PREPROCESSING ARABIC DIALECT FOR SENTIMENT MINING: STATE OF ART
- Laboratory of Modelling and Information Technology, Faculty of Sciences Ben M’Sik, University Hassan II, Casablanca, Morocco
Keywords: Pre-processing, Arabic Dialect, Sentiment mining, Stop-words, Stemming, Lemmatization, Tokenization
Abstract. Sentiment Analysis concerns the analysis of ideas, emotions, evaluations, values, attitudes and feelings about products, services, companies, individuals, tasks, events, titles and their characteristics. With the increase in applications on the Internet and social networks, Sentiment Analysis has become more crucial in the field of text mining research and has since been used to explore users’ opinions on various products or topics discussed on the Internet. Developments in the fields of Natural Language Processing and Computational Linguistics have contributed positively to Sentiment Analysis studies, especially for sentiments written in non-structured or semi-structured languages.
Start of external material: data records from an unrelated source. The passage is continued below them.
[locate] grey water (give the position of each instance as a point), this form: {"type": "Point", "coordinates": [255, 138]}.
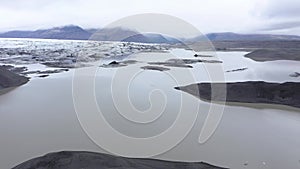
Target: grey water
{"type": "Point", "coordinates": [39, 117]}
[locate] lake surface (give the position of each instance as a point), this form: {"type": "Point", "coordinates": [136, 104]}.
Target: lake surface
{"type": "Point", "coordinates": [39, 117]}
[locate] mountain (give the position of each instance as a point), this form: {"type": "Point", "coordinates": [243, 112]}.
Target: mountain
{"type": "Point", "coordinates": [229, 36]}
{"type": "Point", "coordinates": [65, 32]}
{"type": "Point", "coordinates": [123, 34]}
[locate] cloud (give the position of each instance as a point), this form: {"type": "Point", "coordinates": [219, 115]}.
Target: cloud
{"type": "Point", "coordinates": [246, 16]}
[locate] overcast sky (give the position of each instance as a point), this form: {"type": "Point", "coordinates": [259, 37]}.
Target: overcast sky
{"type": "Point", "coordinates": [242, 16]}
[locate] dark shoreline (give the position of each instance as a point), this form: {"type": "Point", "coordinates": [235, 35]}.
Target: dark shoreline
{"type": "Point", "coordinates": [255, 92]}
{"type": "Point", "coordinates": [9, 79]}
{"type": "Point", "coordinates": [92, 160]}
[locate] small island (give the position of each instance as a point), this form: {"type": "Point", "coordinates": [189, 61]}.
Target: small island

In this paper, we present a literature review on the pre-processing task on the field of sentiment analysis and an analytical and comparative study of different researches conducted in Arabic social networks. This study allowed as concluding that several works have dealt with the generation of stop words dictionary. In this context, two approaches are adopted: first, the manual one, which gives rise to a limited list, and second, the automatic, where the list of stop words is extracted from social networks based on defined rules. For stemming two, algorithms have been proposed to isolate prefixes and suffixes from words in dialects. However, few works have been interested in dialects directly without translation. The Moroccan dialect in particular is considered as the 5th dialect studied among Arabic dialects after Jordanian, Egyptian, Tunisian and Algerian dialects. Despite the significant lack in studies carried out on Arabic dialects, we were able to extract several conclusions about the difficulties and challenges encountered through this comparative study, as well as the possible ways and tracks to study in any dialects sentiment analysis pre-processing solution.